Akhirnya, Julian bangkit dari kursinya. Kursi bergeser sedikit dengan suara seret halus di lantai. Langkah kakinya tenang namun tegas, membawa tubuh tingginya mendekati pintu kamar mandi.
“Rumi.” Suaranya berat, rendah, namun terdengar jelas di seluruh ruangan.
Tak ada jawaban.
Julian mengetuk pintu sekali. “Kamu sudah selesai?”
Di dalam, Rumi yang sedang mengeringkan tubuhnya dengan handuk terkejut mendengar suara itu. Ia melongok ke arah pintu dengan dahi berkerut. “Kenapa sih, cerewet amat …,” gumamnya. Ia buru-buru mengenakan baju rumah sakit yang longgar, lalu menyisir rambutnya seadanya.
Belum sempat ia menjawab, suara Julian terdengar lagi, kali ini lebih keras. “Kamu kenapa lama sekali? Jangan-jangan pingsan di dalam?” Nada khawatirnya tersamar di balik ketegasan.
Rumi memutar bola matanya. “Astaga … papa dari bayi ini cerewet sekali,” desisnya pada bayangan sendiri di cermin. Ia lalu mendekat, membuka kunci pintu.
Begitu pintu terbuka, ia langsung mendapati Julian berdiri di ambang dengan wajah datar, matanya tajam menatapnya dari atas ke bawah.
Rumi mendengus kesal. “Bapak ini ya, bisa-bisanya curiga saya pingsan. Saya cuma bersih-bersih diri, apa itu salah?”
Julian tak menggubris protesnya. Ia hanya sedikit menggeser tubuhnya ke samping, memberi ruang agar Rumi bisa keluar. Tapi begitu perempuan itu melangkah pelan melewatinya, Julian tanpa aba-aba langsung membungkuk dan mengangkat tubuhnya dalam gendongan.
“Pak Julian!” Rumi hampir berteriak. Kedua tangannya otomatis berpegangan pada bahu bidang pria itu. Wajahnya langsung memerah karena kaget dan malu. “Turunin saya! Saya bisa jalan sendiri!”
Derry, yang melihat dari meja, nyaris menjatuhkan sendok yang sedang ia pegang. Pemandangan itu terlalu sulit dipercaya. Ia mengenal betul bosnya—Julian selalu menjaga jarak, dingin, dan tak pernah sekalipun menunjukkan sikap protektif seperti ini pada siapa pun, kecuali dengan Tisya.
Pria itu tetap melangkah dengan tenang, ekspresinya tidak berubah sedikit pun. “Kamu pikir saya mau ambil risiko kamu jatuh? Tidak.
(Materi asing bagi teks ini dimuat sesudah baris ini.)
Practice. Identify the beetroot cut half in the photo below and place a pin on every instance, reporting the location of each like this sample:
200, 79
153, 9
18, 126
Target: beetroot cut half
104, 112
Jadi diam saja.”
Rumi meronta kecil, meski jelas tenaganya tak sebanding. “Bapak ini menyebalkan sekali! Saya bukan anak kecil!”
“Kalau kamu bukan anak kecil,” balas Julian datar, “maka berhentilah bertingkah seperti itu.”
Rumi tercekat. Ucapan itu terlalu menusuk, membuatnya tak bisa membalas. Ia akhirnya mendengus kesal dan menundukkan wajah, memilih diam meski pipinya masih panas.